You can see my indoors clothes line in this picture (right now with a pink scrubby hanging from it). That board has three eye hooks, on the other side of the tub is a contraption with three retractable lines in it. You just pull out as many as you need and attach them to the hook on the other side. Good for all sorts of uses, especially if things are drippy. (We have another interior clothesline, downstairs right next to the washer/dryer, extending all the way across the space with a pulley system for easy use.)


----------



## RiverPines (Dec 12, 2006)

Its really pretty but chickens are not allowed in Waunakee.
Dogs and cats are limited to a combo of 3.
Here is the Waunakee website with a lot of info.
http://www.vil.waunakee.wi.us/index.aspx?NID=487
"Are chickens allowed to be kept within the Village limits?
It is unlawful to keep chickens within the Village of Waunakee limits."
Permits info: http://www.waunakee.com/index.aspx?NID=165


----------



## Julia Winter (Jun 25, 2013)

Hmmm, it appears that things have changed since 2000, which is when I spent some time trying to find out what was permitted in Waunakee. At that time, there was just something about "animal units per acre," and I figured that our (almost) one acre plot could support a few hens. We checked first with both neighbors (we really only have neighbors on either side on Winston Way, and our lot goes so far back that there is no one at all near the hangar) and they were fine with it.

Over the past dozen years, most of our neighbors found out about our hens and nobody expressed any concerns. We are right on the border of the village, so maybe that makes a difference.

It's too late to turn me in--I've already found a new home for our hens!


----------



## Julia Winter (Jun 25, 2013)

Back in the day, before they headed for the hills. 

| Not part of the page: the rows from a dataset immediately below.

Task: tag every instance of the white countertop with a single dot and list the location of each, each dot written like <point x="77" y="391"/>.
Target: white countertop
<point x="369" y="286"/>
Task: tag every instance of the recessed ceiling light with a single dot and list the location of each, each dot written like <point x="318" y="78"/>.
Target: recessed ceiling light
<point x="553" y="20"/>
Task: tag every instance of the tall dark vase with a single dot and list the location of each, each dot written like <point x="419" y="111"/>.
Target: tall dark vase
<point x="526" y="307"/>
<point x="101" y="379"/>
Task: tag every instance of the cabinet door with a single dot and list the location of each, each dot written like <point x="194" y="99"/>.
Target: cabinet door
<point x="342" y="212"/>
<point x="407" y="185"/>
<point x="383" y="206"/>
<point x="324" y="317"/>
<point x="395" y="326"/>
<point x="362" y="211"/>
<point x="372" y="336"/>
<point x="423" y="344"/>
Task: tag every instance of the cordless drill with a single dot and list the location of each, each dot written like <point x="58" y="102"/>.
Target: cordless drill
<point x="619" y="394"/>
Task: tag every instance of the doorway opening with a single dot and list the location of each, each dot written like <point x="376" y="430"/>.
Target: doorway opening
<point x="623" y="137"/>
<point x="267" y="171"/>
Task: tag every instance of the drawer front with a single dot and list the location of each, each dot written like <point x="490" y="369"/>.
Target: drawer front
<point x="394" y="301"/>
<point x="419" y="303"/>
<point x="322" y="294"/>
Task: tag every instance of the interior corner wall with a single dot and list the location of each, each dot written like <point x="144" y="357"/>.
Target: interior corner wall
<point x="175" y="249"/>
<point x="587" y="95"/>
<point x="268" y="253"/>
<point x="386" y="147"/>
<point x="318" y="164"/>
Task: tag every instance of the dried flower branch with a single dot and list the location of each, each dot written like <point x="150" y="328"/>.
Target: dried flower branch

They look kinda shifty-eyed, don't they?


----------



## Julia Winter (Jun 25, 2013)

The rain garden went in back in 2001--we have a lot of the water from the house directed there, and in the case of extreme rain events there is a culvert that drains into there as well.

The peonies were put in just a couple years ago, up away from the water collection area. Later in the summer you'll see Joe-Pye weed and other cool natives. In this picture you can see the border of day lilies (fancy daylilies with pink and purple flowers) and a whole lot of, um, I think it's called mountain mint. The structure in the back there is the dig pit we built for our GSD when he was a puppy back in 2000. It was just designed as a place where he was encouraged to dig--I would hide toys in the composty mulch in there.


----------



## Julia Winter (Jun 25, 2013)

As it moves into summer, the hostas get bigger and the bulbs fade away. The big pale hosta on the right becomes HUGE. It is named "Sum and Substance," and it is well named.


----------



## Julia Winter (Jun 25, 2013)

Paw paw flowers are beautiful! I'm told they don't smell good, but I guess I didn't get close enough. Nothing strong.

The cool thing is that now this tree has little green fruits--for the first time. I don't know how they got pollinated--the other paw paw tree barely made it through last winter, and didn't flower.


----------



## Julia Winter (Jun 25, 2013)

A couple of years ago we obtained some fancy flooring: tigerwood and hard maple from our local hardware store when it went out of business. We used it to replace the carpet in both the girls' bedrooms. This is the smaller of the bedrooms. It has a mural of flowers that we put in before it was used as a nursery. I took this picture right after the floor was put in, but before the trim was replaced.


----------



## Julia Winter (Jun 25, 2013)

This is the larger of the two bedrooms, again right after the new floor went in, but before the trim was replaced. The tigerwood is really lovely--we are using it to trim out the remodeled bathroom (pictured above). It is a tropical hardwood, like teak it is water resistant.


----------



## Julia Winter (Jun 25, 2013)

My husband might kill me for posting this, but it's the widest angle view of our very large kitchen that I could find. I will try to clean it up and get a better picture! This kitchen has oodles of storage and a very nice layout. We put in a big stainless steel kitchen sink with a small sink on the left, with the garbage disposal, and a BIG sink on the right, big enough to lay a cookie sheet flat. We also put in a very nice Grohe faucet (we have a bunch of Grohe fixtures, now that I think of it).

It's funny, when we bought the house in 2000 we told each other "we'll remodel this kitchen someday" and we never did, other than replacing the sink, faucet, dishwasher, stove/range, vent and refrigerator. The kitchen works so well, all it really needs is new cabinet doors and counter surfaces. (Oh, and new trim over the windows!)


----------



## Julia Winter (Jun 25, 2013)

There, all cleaned up! The stove is by Bosch, and if I could take it with me, I would. I LOVE that stove. The flat surface is easy to clean, and each burner has 9 heat levels, with two burners having multiple sizes available. There is a spot for every one of my pans, and low/slow cooking is a breeze. The oven does convection baking, convection roasting and even dehydrating--I don't use my counter top dehydrator any more for things like drying tomatoes. It has a proofing setting which will warm the oven to 90 degrees, and basically you can get that oven to be any temp between 90 and 500 degrees, in 5 degree increments. The range vent is by Broan, and it actually works. It vents to the outdoors, and it's not so horribly noisy that you never want to run it. The refrigerator is a GE Profile, with the freezer on the bottom. It is less than a year old.

If there is a theme for our house it is FUNCTION. We have spent money (often a lot of money) on things that work for us. (Not so much on cosmetic things, like the granite counters that are so popular with the home flippers in Portland.)


----------



## Julia Winter (Jun 25, 2013)

The bathroom for the master bedroom has an improved shower: a giant shower head that rises up higher than average, with custom built copper pipes by my (very tall) husband. Other than that, it's pretty much your basic bathroom, with generous storage space.


----------